AMD supplied four different motherboards to the media, one from ASRock, ASUS, GIGABYTE and MSI. In case of the ASUS Crosshair VIII Hero Wi-Fi motherboard, the media was instructed to use 0066 bios build, which had been vetted and approved by AMD. However, newer bios builds were available and ASUS has also (allegedly) told the media to use those versions. What exactly has transpired here is still under investigation, but regardless of the actual reasons behind it, the consequences might be rather significant. In practical terms, all reviews which were done on ASUS Crosshair VIII Formula or Hero motherboards using other than 0066 bios build must be considered invalid, at least partially. Reviews using other ASUS motherboard models (not provided by AMD) are under suspicion as well.
The external power measurements (VRM DCR) revealed that the CPU was consuming significantly more power, than its power management should have allowed it to. I initially suspected that this was AMDs own doing, in an effort trying to boost the performance of the new CPUs even further, but further investigation indicated otherwise.

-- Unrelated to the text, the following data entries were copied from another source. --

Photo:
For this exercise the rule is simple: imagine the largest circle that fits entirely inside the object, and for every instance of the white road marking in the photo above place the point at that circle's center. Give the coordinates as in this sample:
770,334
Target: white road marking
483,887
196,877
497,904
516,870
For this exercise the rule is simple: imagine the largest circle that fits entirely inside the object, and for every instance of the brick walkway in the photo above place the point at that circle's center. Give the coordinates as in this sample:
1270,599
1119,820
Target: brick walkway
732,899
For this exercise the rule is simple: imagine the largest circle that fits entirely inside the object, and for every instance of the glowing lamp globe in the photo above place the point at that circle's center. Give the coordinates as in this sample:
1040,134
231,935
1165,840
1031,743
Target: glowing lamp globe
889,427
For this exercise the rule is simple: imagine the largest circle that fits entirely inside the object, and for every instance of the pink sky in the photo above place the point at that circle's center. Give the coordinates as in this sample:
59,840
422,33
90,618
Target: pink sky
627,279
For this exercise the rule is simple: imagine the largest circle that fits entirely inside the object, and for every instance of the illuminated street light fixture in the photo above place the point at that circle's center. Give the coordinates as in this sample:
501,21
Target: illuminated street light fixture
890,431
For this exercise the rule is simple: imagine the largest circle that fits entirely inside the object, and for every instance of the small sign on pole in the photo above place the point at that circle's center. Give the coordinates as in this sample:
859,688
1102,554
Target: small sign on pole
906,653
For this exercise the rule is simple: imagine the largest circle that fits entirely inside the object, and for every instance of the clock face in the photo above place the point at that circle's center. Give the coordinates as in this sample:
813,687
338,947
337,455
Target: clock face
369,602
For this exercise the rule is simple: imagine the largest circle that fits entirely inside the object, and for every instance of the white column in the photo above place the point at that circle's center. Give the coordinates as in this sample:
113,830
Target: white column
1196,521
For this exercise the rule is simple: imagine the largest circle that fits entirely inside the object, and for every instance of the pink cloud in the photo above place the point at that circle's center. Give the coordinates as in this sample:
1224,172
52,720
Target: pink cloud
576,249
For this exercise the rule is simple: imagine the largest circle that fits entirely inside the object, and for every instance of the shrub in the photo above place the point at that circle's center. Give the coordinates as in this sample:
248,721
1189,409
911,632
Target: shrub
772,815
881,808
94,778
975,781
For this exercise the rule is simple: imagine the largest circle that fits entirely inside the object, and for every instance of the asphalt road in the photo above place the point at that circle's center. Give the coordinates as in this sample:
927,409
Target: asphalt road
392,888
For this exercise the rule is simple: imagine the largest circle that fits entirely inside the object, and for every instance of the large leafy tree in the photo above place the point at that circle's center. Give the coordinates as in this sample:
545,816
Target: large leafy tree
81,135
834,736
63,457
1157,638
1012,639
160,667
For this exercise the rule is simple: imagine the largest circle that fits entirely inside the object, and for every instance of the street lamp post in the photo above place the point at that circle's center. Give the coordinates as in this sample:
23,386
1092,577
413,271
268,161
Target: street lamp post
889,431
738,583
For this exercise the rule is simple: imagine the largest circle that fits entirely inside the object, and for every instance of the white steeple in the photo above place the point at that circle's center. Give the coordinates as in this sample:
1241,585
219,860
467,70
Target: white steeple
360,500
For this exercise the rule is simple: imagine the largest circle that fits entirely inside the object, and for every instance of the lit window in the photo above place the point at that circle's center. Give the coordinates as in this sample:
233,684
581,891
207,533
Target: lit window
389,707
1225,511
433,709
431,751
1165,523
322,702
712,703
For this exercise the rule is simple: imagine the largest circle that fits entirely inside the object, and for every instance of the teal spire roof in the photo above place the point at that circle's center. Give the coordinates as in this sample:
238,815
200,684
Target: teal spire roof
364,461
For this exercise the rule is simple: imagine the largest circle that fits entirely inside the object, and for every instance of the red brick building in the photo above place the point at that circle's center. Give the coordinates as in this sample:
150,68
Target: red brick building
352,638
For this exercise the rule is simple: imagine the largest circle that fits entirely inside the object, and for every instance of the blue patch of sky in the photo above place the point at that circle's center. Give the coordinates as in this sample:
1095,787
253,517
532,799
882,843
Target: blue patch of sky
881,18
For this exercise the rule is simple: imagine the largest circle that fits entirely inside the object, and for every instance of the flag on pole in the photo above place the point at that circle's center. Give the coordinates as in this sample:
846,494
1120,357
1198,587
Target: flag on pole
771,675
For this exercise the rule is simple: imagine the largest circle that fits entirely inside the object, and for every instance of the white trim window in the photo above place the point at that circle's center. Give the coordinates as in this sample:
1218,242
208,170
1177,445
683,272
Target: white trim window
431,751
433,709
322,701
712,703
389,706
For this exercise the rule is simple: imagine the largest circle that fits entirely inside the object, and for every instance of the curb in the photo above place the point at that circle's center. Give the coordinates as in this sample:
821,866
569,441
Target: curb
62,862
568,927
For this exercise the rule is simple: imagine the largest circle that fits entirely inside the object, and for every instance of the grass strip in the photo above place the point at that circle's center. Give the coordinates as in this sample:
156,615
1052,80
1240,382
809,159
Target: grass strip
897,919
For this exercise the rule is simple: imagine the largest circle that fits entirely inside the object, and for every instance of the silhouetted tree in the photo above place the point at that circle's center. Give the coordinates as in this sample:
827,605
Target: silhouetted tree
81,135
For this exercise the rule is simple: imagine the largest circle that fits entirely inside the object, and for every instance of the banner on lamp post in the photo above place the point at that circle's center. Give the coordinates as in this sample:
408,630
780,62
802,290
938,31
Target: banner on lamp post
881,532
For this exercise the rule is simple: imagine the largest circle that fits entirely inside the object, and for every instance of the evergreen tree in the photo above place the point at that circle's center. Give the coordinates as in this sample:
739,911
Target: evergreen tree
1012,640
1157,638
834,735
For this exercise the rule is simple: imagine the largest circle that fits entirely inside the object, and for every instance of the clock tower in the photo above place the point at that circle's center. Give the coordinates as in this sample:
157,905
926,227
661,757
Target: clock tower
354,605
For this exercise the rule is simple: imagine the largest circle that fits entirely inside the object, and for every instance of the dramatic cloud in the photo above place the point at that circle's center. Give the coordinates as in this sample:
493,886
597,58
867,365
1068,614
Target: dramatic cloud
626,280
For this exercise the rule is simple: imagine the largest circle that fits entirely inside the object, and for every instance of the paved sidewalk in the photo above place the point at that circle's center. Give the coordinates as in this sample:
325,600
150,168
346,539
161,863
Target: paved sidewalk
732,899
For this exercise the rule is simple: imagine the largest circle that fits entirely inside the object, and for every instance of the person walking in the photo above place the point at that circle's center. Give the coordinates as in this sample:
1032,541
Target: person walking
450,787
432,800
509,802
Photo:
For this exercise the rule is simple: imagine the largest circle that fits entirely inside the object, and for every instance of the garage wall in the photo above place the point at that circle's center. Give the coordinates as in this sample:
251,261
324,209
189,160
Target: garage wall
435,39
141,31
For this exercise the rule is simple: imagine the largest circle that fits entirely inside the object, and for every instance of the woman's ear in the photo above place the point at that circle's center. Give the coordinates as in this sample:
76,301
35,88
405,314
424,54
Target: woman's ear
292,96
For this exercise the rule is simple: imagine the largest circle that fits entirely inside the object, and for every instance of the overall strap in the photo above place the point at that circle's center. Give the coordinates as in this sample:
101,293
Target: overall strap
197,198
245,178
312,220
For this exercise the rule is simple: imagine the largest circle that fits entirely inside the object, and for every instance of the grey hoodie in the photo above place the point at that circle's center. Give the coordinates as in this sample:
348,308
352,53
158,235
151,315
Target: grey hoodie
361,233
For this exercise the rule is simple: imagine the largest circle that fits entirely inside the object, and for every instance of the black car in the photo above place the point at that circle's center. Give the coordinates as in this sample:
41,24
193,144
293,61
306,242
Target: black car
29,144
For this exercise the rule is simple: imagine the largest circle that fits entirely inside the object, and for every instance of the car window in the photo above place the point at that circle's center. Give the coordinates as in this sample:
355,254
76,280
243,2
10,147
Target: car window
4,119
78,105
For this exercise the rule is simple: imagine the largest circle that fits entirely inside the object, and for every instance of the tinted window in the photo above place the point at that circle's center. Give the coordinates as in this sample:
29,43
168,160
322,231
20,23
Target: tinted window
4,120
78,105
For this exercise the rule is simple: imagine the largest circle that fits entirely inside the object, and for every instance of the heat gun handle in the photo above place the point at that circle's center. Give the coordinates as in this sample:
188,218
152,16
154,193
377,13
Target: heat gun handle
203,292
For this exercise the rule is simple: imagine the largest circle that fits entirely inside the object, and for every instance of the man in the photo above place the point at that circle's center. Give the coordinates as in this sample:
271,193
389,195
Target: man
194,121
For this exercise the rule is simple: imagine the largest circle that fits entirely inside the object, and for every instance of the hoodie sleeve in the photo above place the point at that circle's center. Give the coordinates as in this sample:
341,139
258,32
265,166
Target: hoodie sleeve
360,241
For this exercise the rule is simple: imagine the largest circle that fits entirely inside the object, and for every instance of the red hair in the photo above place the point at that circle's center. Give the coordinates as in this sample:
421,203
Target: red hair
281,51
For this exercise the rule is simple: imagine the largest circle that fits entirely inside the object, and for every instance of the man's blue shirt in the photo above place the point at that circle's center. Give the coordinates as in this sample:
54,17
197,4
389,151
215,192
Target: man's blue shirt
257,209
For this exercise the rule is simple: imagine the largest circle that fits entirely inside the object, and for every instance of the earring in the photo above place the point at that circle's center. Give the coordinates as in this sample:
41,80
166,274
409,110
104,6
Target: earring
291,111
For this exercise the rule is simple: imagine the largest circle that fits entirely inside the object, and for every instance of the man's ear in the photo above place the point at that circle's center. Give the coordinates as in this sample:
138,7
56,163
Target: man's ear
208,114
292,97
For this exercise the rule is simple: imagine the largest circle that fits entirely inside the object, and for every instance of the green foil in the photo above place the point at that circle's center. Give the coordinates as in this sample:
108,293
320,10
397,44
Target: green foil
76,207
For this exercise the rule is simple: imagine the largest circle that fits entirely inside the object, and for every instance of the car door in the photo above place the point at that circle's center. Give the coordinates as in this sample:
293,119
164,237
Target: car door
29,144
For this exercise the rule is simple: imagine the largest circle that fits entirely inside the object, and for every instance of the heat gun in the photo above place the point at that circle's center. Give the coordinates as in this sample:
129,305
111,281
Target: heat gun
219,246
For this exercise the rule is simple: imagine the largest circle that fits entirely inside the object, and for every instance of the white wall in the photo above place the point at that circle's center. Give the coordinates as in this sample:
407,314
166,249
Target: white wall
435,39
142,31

AMD had no part in it, and the actions by ASUS are the sole reason behind it. The investigation revealed that ASUS is altering one or more power management parameters of the CPU, causing it believe it consumes less power than it actually does. As a result, the frequencies will be higher than the actual power budget would normally allow to. Tricks like this are pretty much a common (mal)practice these days however, there is a good reason why this must be considered worse than the others: this "thing" is completely undetectable without external measurements and rather deep knowledge, but also there is no way to disable it either.